Too haughty to soil his temple finery, the Lord Examiner served his rebuke from the cottage doorway. ‘The Light’s justice acts with infallible equity. Punishment only follows due cause, and mercy rests upon no one’s insolent claim or false testament! Before you burn for a liaison with evil, you will bear truthful witness! Divine law also must vouchsafe the fates of your brother and sister. They will be condemned or set free only under the burden of proof.’

To the dedicate lancers, the Lord Examiner said, ‘Bind the pair of them with their wrists at their backs. I will verify whether the works of a sorcerer were made welcome under this roof!’

‘Don’t fight them!’ begged Tarens. ‘Just give what they ask!’ Shivering now, sick and cold and in pain, his voice cracked at last under punishment.

Efflin slumped, wrung limp, the glisten of tears dammed behind his shut lashes. He could not speak for the horror, that his younger brother had tried such a desperate measure to take the blame as their scapegoat. The croft would be lost. Westlands land law adhered to the True Sect Canon. But the fragile hope to spare the rest of the family from the fires of heresy might yet be raised from the ashes of a brave brother’s sacrifice.
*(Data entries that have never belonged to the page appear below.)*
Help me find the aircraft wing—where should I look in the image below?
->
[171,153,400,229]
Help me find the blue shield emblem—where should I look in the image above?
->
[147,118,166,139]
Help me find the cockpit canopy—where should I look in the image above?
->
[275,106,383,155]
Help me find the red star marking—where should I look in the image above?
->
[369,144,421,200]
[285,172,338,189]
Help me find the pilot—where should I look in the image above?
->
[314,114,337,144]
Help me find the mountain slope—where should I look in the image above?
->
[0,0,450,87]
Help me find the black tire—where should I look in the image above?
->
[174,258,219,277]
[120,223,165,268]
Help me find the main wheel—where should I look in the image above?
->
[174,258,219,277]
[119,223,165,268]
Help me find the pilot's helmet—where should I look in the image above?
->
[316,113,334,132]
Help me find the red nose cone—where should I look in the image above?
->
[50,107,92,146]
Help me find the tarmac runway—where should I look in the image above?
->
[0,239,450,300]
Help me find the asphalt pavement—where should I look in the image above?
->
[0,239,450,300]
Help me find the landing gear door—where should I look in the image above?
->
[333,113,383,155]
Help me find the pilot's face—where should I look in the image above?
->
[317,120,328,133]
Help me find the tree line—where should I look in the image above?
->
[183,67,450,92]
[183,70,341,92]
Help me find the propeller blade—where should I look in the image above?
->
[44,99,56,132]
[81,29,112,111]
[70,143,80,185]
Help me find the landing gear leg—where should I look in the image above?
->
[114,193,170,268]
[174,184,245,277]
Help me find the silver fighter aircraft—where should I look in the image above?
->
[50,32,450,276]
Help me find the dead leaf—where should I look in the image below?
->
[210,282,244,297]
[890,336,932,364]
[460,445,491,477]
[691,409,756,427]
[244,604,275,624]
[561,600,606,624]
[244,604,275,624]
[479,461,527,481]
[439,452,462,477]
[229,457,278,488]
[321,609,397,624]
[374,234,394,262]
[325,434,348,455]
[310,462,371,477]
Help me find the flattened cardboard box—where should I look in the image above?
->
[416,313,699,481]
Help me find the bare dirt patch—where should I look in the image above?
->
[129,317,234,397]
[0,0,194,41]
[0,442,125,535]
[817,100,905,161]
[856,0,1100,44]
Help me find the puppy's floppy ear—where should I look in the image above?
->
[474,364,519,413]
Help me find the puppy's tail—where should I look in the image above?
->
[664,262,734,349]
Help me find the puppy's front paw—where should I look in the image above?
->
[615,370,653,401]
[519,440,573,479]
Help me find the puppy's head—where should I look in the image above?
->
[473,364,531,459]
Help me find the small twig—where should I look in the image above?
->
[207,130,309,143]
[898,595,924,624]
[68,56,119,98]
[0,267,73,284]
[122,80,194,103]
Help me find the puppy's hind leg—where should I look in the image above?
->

All their fates rested under the provenance of the Light’s Lord Examiner. A fleshy man with sandy hair and cream skin, he minced across the breached threshold in his rich robes and jewelled insignia. Even in the dimmed kitchen, he glittered. Wrists tied, tongue stilled behind his locked teeth, Efflin winced at the heavy-set tread that chinked the sadly smashed fragments of Saffie’s glass honey jars and painted plates. He reeled, wrung faint, unable to watch as the dedicate who had just clouted his brother moved in and vised Kerelie’s face between bloodied gauntlets.

Tarens thrashed in trussed rage. His irate howls raised chilling indifference as the examiner’s pitiless eyes locked onto his sister’s pinned features. No matter whether she shrank in shame, supremely unconcerned as her bound body arched backwards in fear, the examiner bore in with the conviction of a man possessed. Cold rings flashed as he aligned his pink finger-tips against her pale forehead. A pause ensued while he intoned a prayer, ‘Oh omnipotent Light, may the powers of goodness prevail. Grant my faithful service the humility to rise above all mortal frailty.’

Lips curved, but not smiling, he focused his talent. His temple mission to eradicate Darkness invoked the trained reach of a power enhanced far beyond the empathy of the born healer. The inquisitor’s probe he unleashed lanced into Kerelie’s personal memories. The raw violation made her cry out as shocked nerves exploded to sparkling pain.

He dug deeper, thrust past her vulnerable, raced thoughts and pulled apart layer on layer of her natural resistance. Deaf to her screams, he ripped through and dismembered the emotional tissue of her family loyalty. The relentless ordeal gouged up every nuanced scrap of experience her shrinking terror strove to keep hidden.

Sharp-tempered she had been, even prudently critical of her brother’s impulsive charity. But nothing amid the shreds of exposed memory unveiled concrete evidence that she had sheltered the foot-loose beggar who dabbled in simples.

‘Innocent!’ the Light’s examiner snapped. ‘This woman has not pretended her ignorance. Her consent was not given; neither did she welcome the Dark’s practitioner under this roof.’ He lifted his touch. While Kerelie’s head lolled, and her frame quivered in traumatized spasms, he stepped back in contempt, then gestured for the dedicate sergeant to sever her bonds. ‘Obstructive defiance is scarcely a crime worthy of death on the scaffold. The temple does not punish fools or set irons on persons not guilty!’